Plain chat, one conversation at a time: 1 or 2 slots. There is nothing to parallelize.
Agent workflows (Cowork, Squad, sub-agent mentions): match the slot count to the number of agents that realistically run at once, and scale the context length with it. 4 slots with a 16K context gives each agent 4K of working room.
Memory-constrained machines (8 to 16 GB): prefer fewer slots with a larger per-slot share over many tight slots.
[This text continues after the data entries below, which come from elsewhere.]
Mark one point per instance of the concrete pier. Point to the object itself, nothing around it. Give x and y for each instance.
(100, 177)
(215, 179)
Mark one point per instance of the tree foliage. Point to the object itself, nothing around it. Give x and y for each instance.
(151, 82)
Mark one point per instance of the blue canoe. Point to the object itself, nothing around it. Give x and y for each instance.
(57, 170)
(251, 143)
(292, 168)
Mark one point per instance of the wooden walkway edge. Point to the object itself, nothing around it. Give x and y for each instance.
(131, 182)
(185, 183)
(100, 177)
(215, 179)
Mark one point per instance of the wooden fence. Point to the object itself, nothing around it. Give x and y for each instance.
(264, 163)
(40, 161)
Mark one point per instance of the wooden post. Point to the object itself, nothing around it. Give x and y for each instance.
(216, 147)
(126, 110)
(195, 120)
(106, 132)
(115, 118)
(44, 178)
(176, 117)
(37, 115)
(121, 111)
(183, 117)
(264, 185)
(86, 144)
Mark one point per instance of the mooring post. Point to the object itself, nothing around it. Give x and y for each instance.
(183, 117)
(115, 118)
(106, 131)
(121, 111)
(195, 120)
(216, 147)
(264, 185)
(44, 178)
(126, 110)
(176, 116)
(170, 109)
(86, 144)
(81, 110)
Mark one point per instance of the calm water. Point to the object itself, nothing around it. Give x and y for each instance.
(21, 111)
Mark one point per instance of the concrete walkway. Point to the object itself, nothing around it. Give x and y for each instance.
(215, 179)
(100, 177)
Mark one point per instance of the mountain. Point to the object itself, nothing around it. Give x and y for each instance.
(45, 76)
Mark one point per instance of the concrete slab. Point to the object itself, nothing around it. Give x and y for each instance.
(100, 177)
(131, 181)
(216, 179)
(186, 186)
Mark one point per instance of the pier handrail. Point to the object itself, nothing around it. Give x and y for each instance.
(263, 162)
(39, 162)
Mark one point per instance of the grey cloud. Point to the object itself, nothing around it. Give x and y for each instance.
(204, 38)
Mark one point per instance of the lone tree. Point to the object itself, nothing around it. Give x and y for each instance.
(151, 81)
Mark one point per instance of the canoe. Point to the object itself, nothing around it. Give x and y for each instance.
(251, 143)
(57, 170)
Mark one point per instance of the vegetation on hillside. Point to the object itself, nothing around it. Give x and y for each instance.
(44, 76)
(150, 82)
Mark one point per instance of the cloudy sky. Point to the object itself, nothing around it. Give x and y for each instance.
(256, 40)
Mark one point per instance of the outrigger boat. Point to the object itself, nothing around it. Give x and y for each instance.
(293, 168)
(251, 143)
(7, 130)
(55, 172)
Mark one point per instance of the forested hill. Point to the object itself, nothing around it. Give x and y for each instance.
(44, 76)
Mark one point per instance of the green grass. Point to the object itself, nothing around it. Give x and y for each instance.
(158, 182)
Watch for the floor warning.

Verifying concurrency on your hardware¶

You can confirm that slots actually serve in parallel rather than serializing.

llama-server¶

Load a small model (for example Qwen3-4B-Instruct at Q4_K_M) with Context Length 8192 and Parallel requests 4.
Fire 4 overlapping streaming requests against /v1/chat/completions.
Check /health or /slots on the inference port: all 4 slots should report busy simultaneously, and each request's first token should arrive long before the others finish.

mlxcel-server (macOS)¶

Load an MLX model with Parallel requests 2 and Context Length 8192.
Send two streaming requests about 50 ms apart and record each request's first-token timestamp.
The second request should start producing tokens well before the first one completes. If the second request's first token only arrives after roughly the first request's full duration, the engine is serializing instead of batching.